Self recrimination, is not something that we are born with, but something we learn and have introjected into us as small children… Learning to find the true self that needed to live beneath what the ‘invulnerable” parent projected or expected can take a lot of work and it seems addiction took the younger Fred Trump before he could do so. For the ones who watched on and learned the painful lesson it was perhaps easier to side with the abuser and devaluer and to similarly reject all feeling.
By limiting Donald’s access to his own feelings and rendering many of them unacceptable, Fred perverted his son’s perception of the world and damaged his ability to live in it. His capacity to be his own person, rather than an extension of his father’s ambitions, became similarly limited… neither of his parents interacted with him in a way that helped him to make sense of his world, which contributed to his inability to get on with other people..it also made reading social cues extremely difficult.

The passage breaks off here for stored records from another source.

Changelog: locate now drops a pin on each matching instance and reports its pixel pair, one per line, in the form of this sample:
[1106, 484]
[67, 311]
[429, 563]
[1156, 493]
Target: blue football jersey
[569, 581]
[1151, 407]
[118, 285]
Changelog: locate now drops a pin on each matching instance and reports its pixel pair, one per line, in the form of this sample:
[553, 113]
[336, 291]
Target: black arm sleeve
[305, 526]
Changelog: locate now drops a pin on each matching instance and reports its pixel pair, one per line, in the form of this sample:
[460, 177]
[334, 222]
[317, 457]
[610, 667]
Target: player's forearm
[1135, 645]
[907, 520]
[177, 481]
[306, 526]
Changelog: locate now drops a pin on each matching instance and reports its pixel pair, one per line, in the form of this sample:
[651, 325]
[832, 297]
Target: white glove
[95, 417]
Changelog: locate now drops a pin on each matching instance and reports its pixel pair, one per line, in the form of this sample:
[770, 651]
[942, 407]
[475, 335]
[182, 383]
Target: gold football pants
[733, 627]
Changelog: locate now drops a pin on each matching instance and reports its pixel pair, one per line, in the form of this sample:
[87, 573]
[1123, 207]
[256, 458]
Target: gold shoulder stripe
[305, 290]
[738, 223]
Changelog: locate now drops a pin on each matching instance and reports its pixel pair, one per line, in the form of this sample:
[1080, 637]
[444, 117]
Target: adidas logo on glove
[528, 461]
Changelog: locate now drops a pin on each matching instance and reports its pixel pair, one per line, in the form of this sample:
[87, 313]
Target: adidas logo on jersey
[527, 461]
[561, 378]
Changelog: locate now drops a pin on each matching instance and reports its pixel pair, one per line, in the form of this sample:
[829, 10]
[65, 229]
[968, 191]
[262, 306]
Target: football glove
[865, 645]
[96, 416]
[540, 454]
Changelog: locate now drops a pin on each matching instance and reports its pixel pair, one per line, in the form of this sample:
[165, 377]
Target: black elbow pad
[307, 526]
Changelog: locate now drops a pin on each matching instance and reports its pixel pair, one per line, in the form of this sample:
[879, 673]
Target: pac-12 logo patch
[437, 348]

I can identify at times to that sense of being a person who finds it very hard to relate and interact due to a history of emotional distance with my own parents who themselves were very lonely isolated kids.. Donald Trump’s father left Germany for the ‘free world” set on building a profitable empire and did not honor a code of generosity or philanthropy, giving back and sharing of the spoils he managed to amass through sheer force of hard work and other freely available resources of support.
It is interesting to acknowledge the forces and formative influences that shape us.. For myself I see the importance of both understanding and insight especially into our own buried desires, feelings, needs and longings… Seeking validation from a parent or not being able to call out abuse and invalidation makes us permanently vulnerable to self negation or self recrimination. When then either internalise that invalidation as an inner critic/psychic killing force, or alternatively externalise it in criticism of so called ‘weaker’ souls who are actually willing to express and be brave enough to feel and acknowledge the depths of their own human vulnerability to wounding, rather than deflect or project it.